E’ giunta nella fase della richiesta di rinvio a giudizio l’indagine che la guardia di Finanza della brigata di Antrodoco, dopo aver depositato a febbraio gli atti in procura, ha condotto in merito alla dichiarazione di fallimento di una società in accomandita semplice con sede a Cittaducale, operante nel settore dell’estrazione di materiali inerti e con una cava nella zona.
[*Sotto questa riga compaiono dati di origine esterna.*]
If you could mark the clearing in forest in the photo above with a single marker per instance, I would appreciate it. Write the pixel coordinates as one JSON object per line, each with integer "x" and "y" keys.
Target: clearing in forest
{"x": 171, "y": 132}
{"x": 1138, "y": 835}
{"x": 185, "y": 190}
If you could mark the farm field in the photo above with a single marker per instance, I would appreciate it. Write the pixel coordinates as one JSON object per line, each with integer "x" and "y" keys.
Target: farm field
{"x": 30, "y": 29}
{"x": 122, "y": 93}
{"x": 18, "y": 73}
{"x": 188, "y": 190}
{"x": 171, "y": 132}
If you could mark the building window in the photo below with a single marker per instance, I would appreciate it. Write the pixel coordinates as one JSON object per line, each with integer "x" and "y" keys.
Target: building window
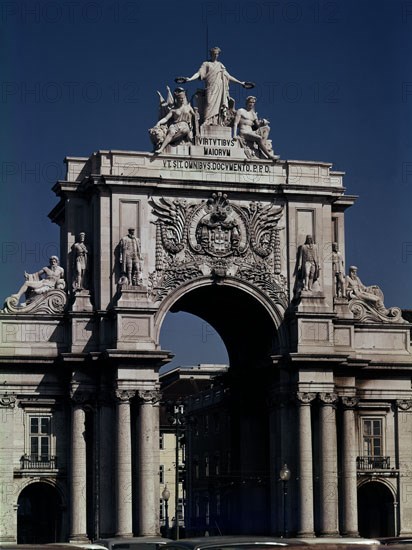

Indagine che ha al momento portato all’emissione di tre avvisi di conclusione delle indagini nei confronti del liquidatore della società, Emanuele Berardi, attuale sindaco di Borgo Velino, della commercialista depositaria delle scritture contabili, la dottoressa Federica Tiezzi, e del personaggio che, secondo l’accusa, risulterebbe essere il factotum dell’intera vicenda, di fatto l’amministratore della società fallita, l’architetto Michele Beccarini, all’epoca dei fatti contestati assessore provinciale all’Ambiente, attuale consigliere comunale e candidato nelle liste Pd.

LA CONDOTTA NEL MIRINO
I tre, secondo l’accusa e secondo ruoli diversificati, avrebbero messo in atto azioni tali da «distrarre» a loro vantaggio una considerevole porzione delle risorse finanziarie della società fallita (la società Cava San Cristoforo sas di Cittaducale) - si parla di almeno 80mila euro - destinandole al soddisfacimento di esigenze e bisogni del tutto personali. Parliamo, tanto per capirci, di somme che sarebbero state usate dai tre per pagare l’acquisto di un’automobile, il pagamento delle rate residue di un mutuo in scadenza, altri sfizi di carattere personale.
Somme che, però, per la procura sarebbero state sottratte alle legittime ragioni dei creditori della società Cava San Cristoforo.

I tre indagati - Berardi, Tiezzi e Beccarini - oltre a queste operazioni da una parte apparentemente spregiudicate, dall’altra anche ingenue nel loro dipanarsi finale (l’acquisto di un’auto con i soldi della società fallita è quasi da barzelletta), forse perché il terzetto era convinto che mai nessuno sarebbe andato poi ad indagare così a fondo nei bilanci di una società in liquidazione e con un patrimonio in contanti non certo da mille e una notte, per giustificare costi fittizi e minori ricavi, avrebbero anche utilizzato ed emesso fatture per operazioni in tutto o in parte, secondo l’accusa, inesistenti.

Alle accuse nei confronti dei tre, Finanza e Procura sono giunti dopo la denuncia dei titolari della società in liquidazione che, di fatto, l’hanno trovata svuotata di tutto e dopo aver analizzano capillarmente operazioni finanziarie, una mole di documentazione e l’ascolto di diverse persone informate dei fatti, sono così riusciti a ricostruire il «puzzle» relativo alle varie fasi aziendali della società di estrazione di inerti e alle disponibilità economiche della stessa.